An dieser Stelle verweist die NOZ auf Alena Buyx. Die Ethikratsvorsitzende hatte mehrfach bedauert, Kinder und Jugendliche seien während der Pandemie zu kurz gekommen. Buyx verbindet diese Feststellung aber gerne mit einem anderen Thema: Während die älteren zuerst die Impfung bekommen hätten, mussten Kinder zu Hause hocken. Weil es zu wenig Impfdosen gab, kamen die Jugendlichen zuletzt an die Reihe. Immer wieder die Impfung.
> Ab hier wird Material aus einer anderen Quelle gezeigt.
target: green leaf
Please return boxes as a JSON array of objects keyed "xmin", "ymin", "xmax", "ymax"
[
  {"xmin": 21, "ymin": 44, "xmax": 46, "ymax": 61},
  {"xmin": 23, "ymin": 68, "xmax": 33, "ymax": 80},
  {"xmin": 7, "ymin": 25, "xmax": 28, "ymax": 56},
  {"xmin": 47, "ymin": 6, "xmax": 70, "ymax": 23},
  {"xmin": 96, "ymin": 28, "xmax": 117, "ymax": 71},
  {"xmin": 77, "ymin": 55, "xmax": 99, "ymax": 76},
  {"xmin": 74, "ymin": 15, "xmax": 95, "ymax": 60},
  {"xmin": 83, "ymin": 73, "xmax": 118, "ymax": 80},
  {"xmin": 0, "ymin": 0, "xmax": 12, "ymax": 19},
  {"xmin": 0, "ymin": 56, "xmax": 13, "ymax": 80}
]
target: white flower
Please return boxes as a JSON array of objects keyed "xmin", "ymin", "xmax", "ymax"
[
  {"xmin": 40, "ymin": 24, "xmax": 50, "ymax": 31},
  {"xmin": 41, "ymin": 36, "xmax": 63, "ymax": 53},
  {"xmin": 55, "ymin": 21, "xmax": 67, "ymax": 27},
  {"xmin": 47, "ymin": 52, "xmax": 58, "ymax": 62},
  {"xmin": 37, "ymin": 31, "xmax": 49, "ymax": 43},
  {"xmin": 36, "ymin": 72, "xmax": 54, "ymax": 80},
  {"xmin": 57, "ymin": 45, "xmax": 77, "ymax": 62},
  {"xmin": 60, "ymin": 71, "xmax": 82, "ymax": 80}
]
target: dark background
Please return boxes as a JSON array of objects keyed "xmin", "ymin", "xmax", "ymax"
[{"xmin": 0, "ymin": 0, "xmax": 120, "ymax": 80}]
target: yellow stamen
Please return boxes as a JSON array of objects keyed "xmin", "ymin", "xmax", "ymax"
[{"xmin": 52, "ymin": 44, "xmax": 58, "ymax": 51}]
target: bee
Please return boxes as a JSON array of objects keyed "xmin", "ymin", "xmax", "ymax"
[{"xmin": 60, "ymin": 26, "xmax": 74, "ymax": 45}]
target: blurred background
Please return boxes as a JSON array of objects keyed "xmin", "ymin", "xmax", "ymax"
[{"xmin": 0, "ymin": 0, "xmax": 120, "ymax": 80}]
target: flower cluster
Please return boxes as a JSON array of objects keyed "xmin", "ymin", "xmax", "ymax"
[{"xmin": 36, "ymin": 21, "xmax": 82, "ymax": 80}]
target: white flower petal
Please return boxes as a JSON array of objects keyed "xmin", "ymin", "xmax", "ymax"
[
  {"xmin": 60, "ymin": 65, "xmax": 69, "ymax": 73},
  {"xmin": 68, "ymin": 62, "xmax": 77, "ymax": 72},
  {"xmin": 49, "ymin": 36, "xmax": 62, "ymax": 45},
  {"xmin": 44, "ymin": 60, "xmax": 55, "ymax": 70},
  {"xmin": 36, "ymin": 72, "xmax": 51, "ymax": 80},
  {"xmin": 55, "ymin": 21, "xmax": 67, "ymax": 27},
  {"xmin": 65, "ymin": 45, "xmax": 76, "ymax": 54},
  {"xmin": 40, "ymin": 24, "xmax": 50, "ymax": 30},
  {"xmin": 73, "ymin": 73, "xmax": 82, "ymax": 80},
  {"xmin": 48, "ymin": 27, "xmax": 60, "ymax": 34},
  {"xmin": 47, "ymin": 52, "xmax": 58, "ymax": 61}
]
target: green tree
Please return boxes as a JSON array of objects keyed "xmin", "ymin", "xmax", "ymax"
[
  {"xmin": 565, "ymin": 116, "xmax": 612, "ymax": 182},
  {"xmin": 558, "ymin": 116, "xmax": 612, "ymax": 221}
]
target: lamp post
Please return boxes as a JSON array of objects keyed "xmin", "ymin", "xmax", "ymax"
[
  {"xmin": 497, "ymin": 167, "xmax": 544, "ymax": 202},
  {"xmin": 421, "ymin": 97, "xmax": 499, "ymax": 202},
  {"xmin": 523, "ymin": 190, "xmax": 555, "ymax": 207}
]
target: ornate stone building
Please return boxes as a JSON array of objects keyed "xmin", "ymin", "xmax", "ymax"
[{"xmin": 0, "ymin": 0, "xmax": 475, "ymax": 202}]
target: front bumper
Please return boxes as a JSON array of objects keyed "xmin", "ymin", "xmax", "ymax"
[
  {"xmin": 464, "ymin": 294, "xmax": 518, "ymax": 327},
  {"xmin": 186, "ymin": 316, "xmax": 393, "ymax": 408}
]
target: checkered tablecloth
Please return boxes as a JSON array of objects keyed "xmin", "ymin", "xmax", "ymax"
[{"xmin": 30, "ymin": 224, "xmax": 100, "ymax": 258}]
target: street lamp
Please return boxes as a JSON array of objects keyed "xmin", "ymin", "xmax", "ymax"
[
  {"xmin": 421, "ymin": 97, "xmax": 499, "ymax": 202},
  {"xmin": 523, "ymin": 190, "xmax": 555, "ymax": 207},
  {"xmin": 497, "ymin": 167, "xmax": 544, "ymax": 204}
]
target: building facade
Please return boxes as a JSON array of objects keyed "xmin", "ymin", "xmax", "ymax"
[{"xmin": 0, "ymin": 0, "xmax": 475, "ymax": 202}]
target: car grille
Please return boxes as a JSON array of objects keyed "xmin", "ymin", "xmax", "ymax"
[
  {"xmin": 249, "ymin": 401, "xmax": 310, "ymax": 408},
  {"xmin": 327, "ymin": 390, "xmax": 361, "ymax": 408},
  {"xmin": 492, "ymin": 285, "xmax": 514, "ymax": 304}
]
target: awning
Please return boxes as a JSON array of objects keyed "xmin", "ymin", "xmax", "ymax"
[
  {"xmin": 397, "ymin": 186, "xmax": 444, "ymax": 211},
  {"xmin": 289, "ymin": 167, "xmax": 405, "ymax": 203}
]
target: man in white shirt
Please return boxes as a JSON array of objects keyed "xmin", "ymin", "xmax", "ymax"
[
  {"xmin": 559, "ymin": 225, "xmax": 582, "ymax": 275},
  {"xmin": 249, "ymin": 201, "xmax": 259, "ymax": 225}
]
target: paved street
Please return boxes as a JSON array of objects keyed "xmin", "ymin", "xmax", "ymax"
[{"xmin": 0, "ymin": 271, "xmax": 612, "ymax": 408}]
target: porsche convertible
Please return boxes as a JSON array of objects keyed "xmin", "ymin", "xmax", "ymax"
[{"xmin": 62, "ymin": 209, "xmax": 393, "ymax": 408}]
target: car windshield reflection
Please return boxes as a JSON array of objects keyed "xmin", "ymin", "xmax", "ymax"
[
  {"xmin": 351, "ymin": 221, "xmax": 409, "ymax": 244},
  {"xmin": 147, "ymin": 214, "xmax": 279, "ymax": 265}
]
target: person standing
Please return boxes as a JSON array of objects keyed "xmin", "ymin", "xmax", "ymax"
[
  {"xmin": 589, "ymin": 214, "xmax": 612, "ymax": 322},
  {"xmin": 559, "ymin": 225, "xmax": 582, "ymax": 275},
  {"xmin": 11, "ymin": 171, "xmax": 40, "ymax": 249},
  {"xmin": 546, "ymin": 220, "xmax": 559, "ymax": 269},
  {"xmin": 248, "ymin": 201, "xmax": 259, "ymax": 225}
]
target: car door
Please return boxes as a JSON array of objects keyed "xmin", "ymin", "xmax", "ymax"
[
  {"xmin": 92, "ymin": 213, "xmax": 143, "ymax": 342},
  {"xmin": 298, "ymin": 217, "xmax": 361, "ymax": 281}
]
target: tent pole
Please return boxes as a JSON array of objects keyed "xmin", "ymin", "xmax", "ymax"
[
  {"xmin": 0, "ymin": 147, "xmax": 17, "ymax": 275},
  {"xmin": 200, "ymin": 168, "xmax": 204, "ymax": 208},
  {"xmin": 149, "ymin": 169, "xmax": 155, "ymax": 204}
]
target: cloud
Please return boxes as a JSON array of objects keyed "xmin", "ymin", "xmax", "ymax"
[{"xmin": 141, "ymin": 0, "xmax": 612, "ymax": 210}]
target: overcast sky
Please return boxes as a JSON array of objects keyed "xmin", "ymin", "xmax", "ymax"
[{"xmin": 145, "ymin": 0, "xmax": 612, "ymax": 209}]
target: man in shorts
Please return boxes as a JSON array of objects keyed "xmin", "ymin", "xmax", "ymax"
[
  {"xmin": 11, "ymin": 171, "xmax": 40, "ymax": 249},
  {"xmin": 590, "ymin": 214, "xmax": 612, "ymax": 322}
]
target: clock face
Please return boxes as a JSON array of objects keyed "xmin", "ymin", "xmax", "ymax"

Die Pandemie hätte gezeigt, wie „irrsinnig resilient“ junge Menschen eigentlich seien, sagte Buyx im vergangenen November – da waren die vielen Studien und Untersuchungen zum Kindes- und Jugendwohl während der Pandemie schon erschienen und die Folgen für die „resilienten“ Jugendlichen schon bekannt. Auch Fischbachs Worte stehen eindeutig in Opposition zu den Ausführungen der Medizinethikerin. Folgt man den Ausführungen des Kinderarztes, müssten man die medienpräsente Buyx vermutlich zu den Genossen Lauterbachs im Elfenbeinturm zählen.